On Sun, 2010-06-27 at 19:04 +0200, Jan Martin wrote:

>         It can be done (with some difficulty). There is a small gap in
>         the image I produced though, since neither image covers that
>         area.
> 
> Care to post the resulting image? 

I've uploaded it to the google groups page:
https://groups.google.com/group/hugin-ptx/web/00000001.png
>         
>              * Split the input images in two. Save each half as a
>         separate
>                image.
> 
> I wonder if I can use the images as is? 
> Save the same image to a "left" and "right" folder. Then place the
> crop circle once on the left and once on the right side?

That could work. You can load the same image file twice in Hugin.

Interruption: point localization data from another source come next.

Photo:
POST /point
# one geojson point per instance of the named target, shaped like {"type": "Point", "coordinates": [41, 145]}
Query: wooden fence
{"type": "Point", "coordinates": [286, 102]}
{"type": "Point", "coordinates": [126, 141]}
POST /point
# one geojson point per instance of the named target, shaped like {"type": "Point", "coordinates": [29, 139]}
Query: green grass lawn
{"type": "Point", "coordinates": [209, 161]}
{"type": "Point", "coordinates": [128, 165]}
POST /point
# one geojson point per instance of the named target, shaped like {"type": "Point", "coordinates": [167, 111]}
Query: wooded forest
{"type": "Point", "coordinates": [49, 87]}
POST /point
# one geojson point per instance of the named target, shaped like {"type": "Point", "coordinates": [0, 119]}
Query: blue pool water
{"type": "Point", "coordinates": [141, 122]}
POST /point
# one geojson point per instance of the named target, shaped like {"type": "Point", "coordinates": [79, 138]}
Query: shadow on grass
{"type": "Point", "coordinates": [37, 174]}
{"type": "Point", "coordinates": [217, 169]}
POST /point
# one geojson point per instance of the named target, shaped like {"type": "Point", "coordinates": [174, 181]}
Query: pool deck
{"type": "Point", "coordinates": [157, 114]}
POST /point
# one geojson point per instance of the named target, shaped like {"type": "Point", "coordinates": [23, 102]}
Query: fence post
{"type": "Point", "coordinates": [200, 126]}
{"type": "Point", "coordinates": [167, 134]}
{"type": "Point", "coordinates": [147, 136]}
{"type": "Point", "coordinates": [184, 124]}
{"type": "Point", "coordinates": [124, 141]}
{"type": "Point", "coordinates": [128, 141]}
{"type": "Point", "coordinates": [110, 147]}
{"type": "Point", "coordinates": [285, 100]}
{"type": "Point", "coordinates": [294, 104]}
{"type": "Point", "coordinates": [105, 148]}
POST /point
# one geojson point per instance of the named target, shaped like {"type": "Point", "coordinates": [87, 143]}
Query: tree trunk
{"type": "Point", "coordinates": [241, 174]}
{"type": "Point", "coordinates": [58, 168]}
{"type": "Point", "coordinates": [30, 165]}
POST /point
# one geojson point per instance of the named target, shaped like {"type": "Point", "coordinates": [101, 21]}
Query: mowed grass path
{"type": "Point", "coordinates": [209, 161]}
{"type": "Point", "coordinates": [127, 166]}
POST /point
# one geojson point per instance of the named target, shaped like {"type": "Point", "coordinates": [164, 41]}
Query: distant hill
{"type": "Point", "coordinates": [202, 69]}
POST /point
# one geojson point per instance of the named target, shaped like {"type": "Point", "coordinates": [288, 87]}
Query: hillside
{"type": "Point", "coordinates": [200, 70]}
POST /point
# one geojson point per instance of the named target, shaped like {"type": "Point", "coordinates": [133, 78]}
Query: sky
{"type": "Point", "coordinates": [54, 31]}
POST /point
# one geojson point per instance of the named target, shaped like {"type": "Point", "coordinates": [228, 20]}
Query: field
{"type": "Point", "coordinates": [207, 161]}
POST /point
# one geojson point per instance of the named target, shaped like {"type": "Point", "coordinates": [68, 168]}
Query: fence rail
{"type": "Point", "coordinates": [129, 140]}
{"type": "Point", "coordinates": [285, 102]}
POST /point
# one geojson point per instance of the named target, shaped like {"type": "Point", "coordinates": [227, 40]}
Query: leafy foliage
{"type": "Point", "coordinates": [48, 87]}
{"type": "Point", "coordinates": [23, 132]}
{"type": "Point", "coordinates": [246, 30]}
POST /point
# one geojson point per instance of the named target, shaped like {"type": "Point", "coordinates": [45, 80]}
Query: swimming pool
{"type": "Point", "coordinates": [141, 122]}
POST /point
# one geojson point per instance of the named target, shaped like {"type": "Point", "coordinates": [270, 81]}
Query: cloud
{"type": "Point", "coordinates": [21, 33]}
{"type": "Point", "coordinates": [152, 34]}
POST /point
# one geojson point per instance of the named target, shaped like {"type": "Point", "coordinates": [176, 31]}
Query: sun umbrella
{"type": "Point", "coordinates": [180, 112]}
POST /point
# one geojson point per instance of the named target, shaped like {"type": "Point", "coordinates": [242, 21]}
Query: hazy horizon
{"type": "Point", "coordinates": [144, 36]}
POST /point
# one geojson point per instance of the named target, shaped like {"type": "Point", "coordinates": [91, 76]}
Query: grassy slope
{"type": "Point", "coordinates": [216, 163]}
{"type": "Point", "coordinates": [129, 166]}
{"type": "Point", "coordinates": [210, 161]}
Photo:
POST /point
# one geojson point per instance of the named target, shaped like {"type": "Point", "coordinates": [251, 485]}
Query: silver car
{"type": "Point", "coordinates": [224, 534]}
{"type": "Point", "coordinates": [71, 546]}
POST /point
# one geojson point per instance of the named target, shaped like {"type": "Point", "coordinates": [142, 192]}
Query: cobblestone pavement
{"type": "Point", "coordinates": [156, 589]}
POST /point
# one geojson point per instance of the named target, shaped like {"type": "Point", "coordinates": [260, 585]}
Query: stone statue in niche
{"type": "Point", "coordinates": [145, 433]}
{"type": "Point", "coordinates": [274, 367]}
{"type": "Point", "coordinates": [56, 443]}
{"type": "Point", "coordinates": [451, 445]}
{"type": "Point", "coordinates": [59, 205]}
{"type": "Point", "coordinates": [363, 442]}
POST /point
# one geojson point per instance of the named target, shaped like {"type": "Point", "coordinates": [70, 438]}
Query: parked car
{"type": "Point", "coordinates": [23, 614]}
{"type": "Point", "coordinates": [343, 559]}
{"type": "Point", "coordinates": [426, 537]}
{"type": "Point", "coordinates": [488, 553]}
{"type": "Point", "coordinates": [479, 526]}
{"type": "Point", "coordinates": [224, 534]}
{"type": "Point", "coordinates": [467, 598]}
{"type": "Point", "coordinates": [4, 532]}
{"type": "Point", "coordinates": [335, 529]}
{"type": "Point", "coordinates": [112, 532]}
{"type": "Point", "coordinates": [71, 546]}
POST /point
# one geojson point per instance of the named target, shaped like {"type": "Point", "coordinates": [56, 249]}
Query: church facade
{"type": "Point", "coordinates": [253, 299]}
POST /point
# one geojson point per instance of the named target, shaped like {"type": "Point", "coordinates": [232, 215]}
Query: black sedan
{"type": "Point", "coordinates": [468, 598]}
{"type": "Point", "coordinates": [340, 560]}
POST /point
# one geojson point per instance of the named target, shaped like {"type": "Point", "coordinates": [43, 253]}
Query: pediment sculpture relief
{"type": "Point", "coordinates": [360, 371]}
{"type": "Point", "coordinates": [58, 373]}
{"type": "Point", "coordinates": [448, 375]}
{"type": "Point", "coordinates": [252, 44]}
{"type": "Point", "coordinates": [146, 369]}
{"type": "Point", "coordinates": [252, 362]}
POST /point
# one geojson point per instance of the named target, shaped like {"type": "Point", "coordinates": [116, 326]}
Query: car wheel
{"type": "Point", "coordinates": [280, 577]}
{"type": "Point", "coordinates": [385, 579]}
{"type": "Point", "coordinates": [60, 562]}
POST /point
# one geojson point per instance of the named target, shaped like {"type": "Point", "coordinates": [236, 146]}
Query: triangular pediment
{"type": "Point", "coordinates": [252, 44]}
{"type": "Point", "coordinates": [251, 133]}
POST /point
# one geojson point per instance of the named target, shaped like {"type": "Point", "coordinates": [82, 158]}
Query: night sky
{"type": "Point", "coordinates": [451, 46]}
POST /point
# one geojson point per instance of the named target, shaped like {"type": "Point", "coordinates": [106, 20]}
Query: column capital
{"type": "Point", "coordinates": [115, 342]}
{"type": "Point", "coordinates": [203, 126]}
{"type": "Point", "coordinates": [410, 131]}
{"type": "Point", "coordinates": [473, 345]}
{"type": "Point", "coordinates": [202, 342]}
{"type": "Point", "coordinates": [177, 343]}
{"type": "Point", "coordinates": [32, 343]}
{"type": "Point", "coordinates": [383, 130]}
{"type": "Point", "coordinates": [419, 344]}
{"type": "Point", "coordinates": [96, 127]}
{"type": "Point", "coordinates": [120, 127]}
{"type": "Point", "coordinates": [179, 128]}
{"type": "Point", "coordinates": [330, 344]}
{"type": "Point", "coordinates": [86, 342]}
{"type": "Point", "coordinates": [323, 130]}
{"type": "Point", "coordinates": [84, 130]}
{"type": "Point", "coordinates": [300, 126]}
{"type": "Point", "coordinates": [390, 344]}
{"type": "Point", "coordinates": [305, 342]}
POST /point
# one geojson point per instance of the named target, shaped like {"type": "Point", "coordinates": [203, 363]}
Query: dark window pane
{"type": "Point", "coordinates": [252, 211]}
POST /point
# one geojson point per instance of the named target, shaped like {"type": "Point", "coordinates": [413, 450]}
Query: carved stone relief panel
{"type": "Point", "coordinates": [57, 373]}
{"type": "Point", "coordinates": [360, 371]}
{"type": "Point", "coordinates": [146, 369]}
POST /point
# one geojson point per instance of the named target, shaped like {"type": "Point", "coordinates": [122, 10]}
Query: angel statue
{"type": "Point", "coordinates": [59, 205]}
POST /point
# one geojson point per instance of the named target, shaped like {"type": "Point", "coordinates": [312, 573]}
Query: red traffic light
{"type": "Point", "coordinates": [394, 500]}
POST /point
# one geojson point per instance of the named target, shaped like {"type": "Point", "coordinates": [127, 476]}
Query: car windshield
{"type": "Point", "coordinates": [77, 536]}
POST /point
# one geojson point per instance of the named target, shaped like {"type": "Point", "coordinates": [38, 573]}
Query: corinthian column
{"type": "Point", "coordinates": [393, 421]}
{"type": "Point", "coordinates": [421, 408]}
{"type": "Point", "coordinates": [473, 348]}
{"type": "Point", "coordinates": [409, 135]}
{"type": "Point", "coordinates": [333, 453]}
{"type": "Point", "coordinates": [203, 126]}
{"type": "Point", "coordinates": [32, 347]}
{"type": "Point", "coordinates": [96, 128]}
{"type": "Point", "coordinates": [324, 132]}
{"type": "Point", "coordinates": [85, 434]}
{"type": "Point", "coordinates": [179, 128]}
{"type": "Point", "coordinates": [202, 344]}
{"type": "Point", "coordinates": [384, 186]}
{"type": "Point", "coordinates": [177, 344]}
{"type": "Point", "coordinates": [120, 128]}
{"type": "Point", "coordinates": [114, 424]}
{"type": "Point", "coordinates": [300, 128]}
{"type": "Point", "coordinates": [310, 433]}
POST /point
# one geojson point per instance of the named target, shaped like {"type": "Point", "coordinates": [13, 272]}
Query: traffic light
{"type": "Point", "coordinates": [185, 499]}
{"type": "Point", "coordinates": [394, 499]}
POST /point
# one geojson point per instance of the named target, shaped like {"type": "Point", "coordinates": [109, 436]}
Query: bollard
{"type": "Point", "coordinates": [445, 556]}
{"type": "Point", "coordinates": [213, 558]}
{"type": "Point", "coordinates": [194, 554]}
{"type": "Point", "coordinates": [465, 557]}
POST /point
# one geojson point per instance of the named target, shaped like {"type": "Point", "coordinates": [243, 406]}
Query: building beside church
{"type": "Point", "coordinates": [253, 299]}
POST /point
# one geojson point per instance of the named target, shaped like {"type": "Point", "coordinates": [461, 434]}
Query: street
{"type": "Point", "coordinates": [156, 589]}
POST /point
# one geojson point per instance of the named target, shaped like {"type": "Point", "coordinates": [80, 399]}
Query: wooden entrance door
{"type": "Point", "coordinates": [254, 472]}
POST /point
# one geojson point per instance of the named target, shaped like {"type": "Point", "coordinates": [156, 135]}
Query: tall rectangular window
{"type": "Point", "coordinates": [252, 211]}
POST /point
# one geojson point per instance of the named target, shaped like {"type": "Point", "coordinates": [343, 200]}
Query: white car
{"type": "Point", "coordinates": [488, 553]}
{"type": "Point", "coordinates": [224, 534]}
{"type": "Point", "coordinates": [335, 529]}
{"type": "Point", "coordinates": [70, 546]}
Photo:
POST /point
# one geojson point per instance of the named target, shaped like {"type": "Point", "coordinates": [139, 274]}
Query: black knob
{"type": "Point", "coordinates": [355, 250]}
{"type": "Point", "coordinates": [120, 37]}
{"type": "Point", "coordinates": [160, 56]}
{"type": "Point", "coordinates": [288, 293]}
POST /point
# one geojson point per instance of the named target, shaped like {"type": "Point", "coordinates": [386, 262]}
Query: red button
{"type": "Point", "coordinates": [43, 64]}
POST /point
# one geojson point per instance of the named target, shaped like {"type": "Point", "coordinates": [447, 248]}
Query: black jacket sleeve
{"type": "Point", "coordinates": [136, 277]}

You will also have to make a separate lens for each image on the camera
and lens tab, and set the horizontal shift in pixels. Otherwise, Hugin
would expect the centre of the image to be the centre of projection,
which isn't the case.
>         
>              * Set their projection to circular fisheye. Use an
>         initial field of view of about 185 degrees.
> 
> Do I need to set the yaw to 180 for one image?

Not really. The optimiser will normally figure out better angles itself
with good control points. If it doesn't, setting almost correct angles
before optimising helps.

It wasn't exactly 180 degrees yaw between the images when I tried it.